Il Giudice delle Leggi, infatti, chiamato a decidere sulla legittimità costituzionale dell’art. 157 del Testo Unico delle Leggi di Pubblica Sicurezza, emise la sentenza nº 2 del 1956 con la quale, oltre a dichiarare l’illegittimità costituzionale dei c. 1, 2, e 3 di detto articolo, indicò i parametri da seguire affinché tali misure godessero della copertura costituzionale, data loro dagli articoli 13 e 16 della Costituzione.
I parametri individuati e indicati dalla Consulta con tale sentenza furono due, ovvero:
- la necessità che le misure personali si poggino su elementi certi e non sul mero sospetto;
- la previsione dell’obbligo di motivazione dei provvedimenti al fine di consentire sia il controllo giudiziario sia le garanzie difensive.
I requisiti di legittimità costituzionale delle misure personali, così individuati dalla Corte Costituzionale, divennero i pilastri della Legge 1.423 del 1956, emanata proprio al fine di colmare il vuoto legislativo che si era creato in seguito alla succitata sentenza.
Pertanto vi è da registrare il dato oggettivo che la Corte Costituzionale, laddove è stata investita direttamente di questioni afferenti la legittimità costituzionale delle misure personali, abbracciando la tesi della seconda delle su riportate correnti dottrinarie, si è pronunciata chiaramente per la loro compatibilità.
Tuttavia, tale Giudice delle Leggi, laddove non era chiamato a pronunciarsi direttamente sulla compatibilità delle misure di prevenzione personale ha, incidentalmente e indirettamente, rafforzato la tesi dell’altra corrente di pensiero giuridico.
Ci si riferisce, ad esempio, alla nota sentenza nº 364 del 1988, in cui la Corte, chiamata a pronunciarsi sulla legittimità costituzionale dell’art. 5 del Codice Penale, oltre a dichiarare l’illegittimità costituzionale della norma del CP nella parte in cui non prevede che l’ignoranza e l’errore inevitabili escludono la rimproverabilità del fatto (quindi la pena) poiché, secondo quanto previsto dall’art. 27, essa presuppone l’effettiva conoscibilità dell’illiceità penale del fatto,haspecificato la reale portata di tale art. della Costituzione.

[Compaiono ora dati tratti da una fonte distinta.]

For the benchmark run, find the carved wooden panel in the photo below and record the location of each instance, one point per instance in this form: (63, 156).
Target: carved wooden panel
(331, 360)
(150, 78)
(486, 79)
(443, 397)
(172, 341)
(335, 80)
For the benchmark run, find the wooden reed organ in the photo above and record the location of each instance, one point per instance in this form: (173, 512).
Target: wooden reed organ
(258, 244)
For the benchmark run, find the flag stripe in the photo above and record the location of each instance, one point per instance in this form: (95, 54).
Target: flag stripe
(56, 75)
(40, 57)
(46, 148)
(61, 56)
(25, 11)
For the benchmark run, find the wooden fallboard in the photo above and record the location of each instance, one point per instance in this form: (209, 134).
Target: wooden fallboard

Infatti, a ben guardare, la Consulta, nel pronunciare la sua sentenza, non si limita a riconoscere la rilevanza dell’errore e dell’ignoranza scusabili ma, andando oltre, da un lato, specifica che l’art. 27 della Costituzione, nell’affermare che la responsabilità penale è personale, non si limita a escludere la responsabilità per fatto altrui ma richiede, espressamente, che il condannato sia il reale autore del fatto previsto dalla legge come reato, dall’altro lato, opera per la prima volta il collegamento tra il primo e il terzo c. di detto articolo, affermando chenon avrebbe senso la rieducazione di chi, non essendo perlomeno in colpa rispetto al fatto, non ha alcun bisogno di essere rieducato.